Dominguez said the new government would raise public spending on human and physical capital so it could “deliver a bigger bang per buck” in line with President Rodrigo Duterte’s electoral mandate to bring progress to all Filipinos amid the country’s resurgent economy.

He said to generate enough funds for priority programs, the Finance Department would overhaul the collection systems at the Bureau of Internal Revenue and Bureau of Customs and work to eliminate misconduct in these two agencies.

Dominguez appointed Finance undersecretary and chief economist Gil Beltran as the “anti-red tape czar.” Beltran will be in charge speeding up processes at the Finance Department, BIR, BOC and other attached agencies to comply with Duterte’s first directive for all government offices to provide hassle-free frontline services to the public.
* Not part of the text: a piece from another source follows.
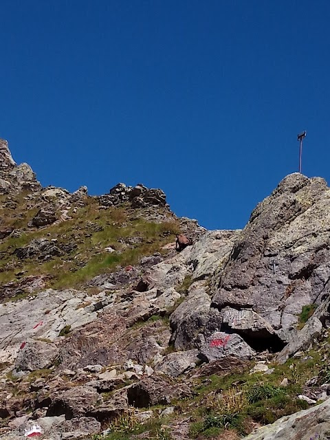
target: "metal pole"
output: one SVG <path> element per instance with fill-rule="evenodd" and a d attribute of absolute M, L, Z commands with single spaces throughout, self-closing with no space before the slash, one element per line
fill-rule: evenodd
<path fill-rule="evenodd" d="M 299 173 L 301 174 L 301 153 L 302 151 L 302 138 L 300 138 L 300 148 L 299 149 Z"/>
“I will be appointing shortly undersecretary Gil Beltran to be the ‘anti-red tape czar’,” Dominguez said of Beltran, who is the undersecretary for policy development management.

“His [Beltran] role will be to dramatically reduce the number of steps and documentary requirements in transacting business with the DOF and all attached bureaus,” Dominguez said.

Beltran welcomed his new position and said that from an average of 10 days and five days of processing time for complicated documents and regular requests, he would try to cut it down by half by January 2017.

“The faster you do things, the more work needs to be done, the number of transactions also increases because you are serving more. You don’t usually cut down the number of personnel,” Beltran said.